Wenn alle Stricke reißen, die Laune der Kinder stetig sinkt und Eltern nur einen Kaffee brauchen, dann soll das Peacehändchen für Familien ein Ort zum Verweilen sein. So stellen sich die Inhaberinnen Lydia Labahn und Claudia Rauscher ihren gemeinsamen Kinder-Second-Hand-Laden vor. Im Gespräch verraten sie, warum Second Hand gerade bei Kindern von Vorteil sein kann und wieso sie Regensburg für „das coolste Dorf der Welt“ halten.

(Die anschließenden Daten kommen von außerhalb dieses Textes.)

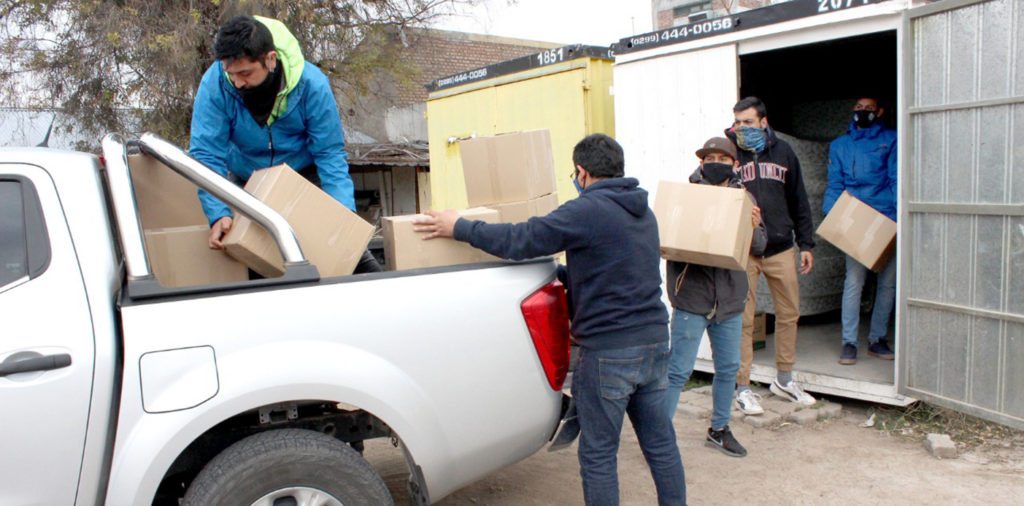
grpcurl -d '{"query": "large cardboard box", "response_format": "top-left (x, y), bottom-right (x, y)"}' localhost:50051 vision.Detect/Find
top-left (654, 181), bottom-right (754, 270)
top-left (145, 224), bottom-right (249, 288)
top-left (223, 165), bottom-right (374, 278)
top-left (817, 192), bottom-right (896, 271)
top-left (382, 207), bottom-right (499, 270)
top-left (459, 129), bottom-right (556, 207)
top-left (128, 155), bottom-right (209, 228)
top-left (487, 194), bottom-right (558, 223)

„Peacehändchen – here we grow“, lautet das Motto des neuen Kinder-Second-Hand-Shops unter den Schwibbögen. Unweit davon entfernt findet man auch das PEACEHAND – der Ort, an dem die Idee eines Ladens mit Fokus auf Kinderkleidung das erste Mal zu keimen begann. Gegründet wurde das Peacehändchen von Lydia Labahn und Claudia Rauscher, letztere arbeitet selbst seit 2018 im PEACEHAND. Der Slogan soll dabei nicht nur ein schickes Wortspiel sein, sondern einen Einblick in die Philosophie des Unternehmens geben: Hier soll nämlich eine bunt gemischte Community entstehen, in der Familien und deren Kinder gemeinsam wachsen können. Bis zur Ersteröffnung im März musste jedoch noch einiges geschehen.
Wie alles begann…
Nachdem Claudia vor vier Jahren im PEACEHAND zu arbeiten begonnen hatte, stellte sich schnell heraus, dass sie sich für Nachhaltigkeit und Second Hand begeistern konnte. Dort entdeckte sie zuerst Second Hand für Erwachsene für sich und anschließend, wie man derartige Ladenkonzepte so gestalten kann, dass sie auch Spaß machen. Als Mutter zweier Kinder weiß sie aber auch, wie es ist, für die Jüngeren unter uns einzukaufen. Daher habe es für sie auch viel Sinn ergeben, Second Hand für Kinder im Auge zu behalten: „Die haben ja noch einen viel stärkeren Kleidungswechsel und in Regensburg mangelt es noch an passendem Angebot“, erklärt sie und fügt hinzu, dass der Bedarf eigentlich vorhanden wäre. Und als – „Corona sei Dank!“ – in der Straße unter den Schwibbögen eine passende Ladenfläche frei wurde, stand die Frage im Raum, ob Claudia ihre Idee des Kinder-Second-Hands auch tatsächlich umsetzen könnte.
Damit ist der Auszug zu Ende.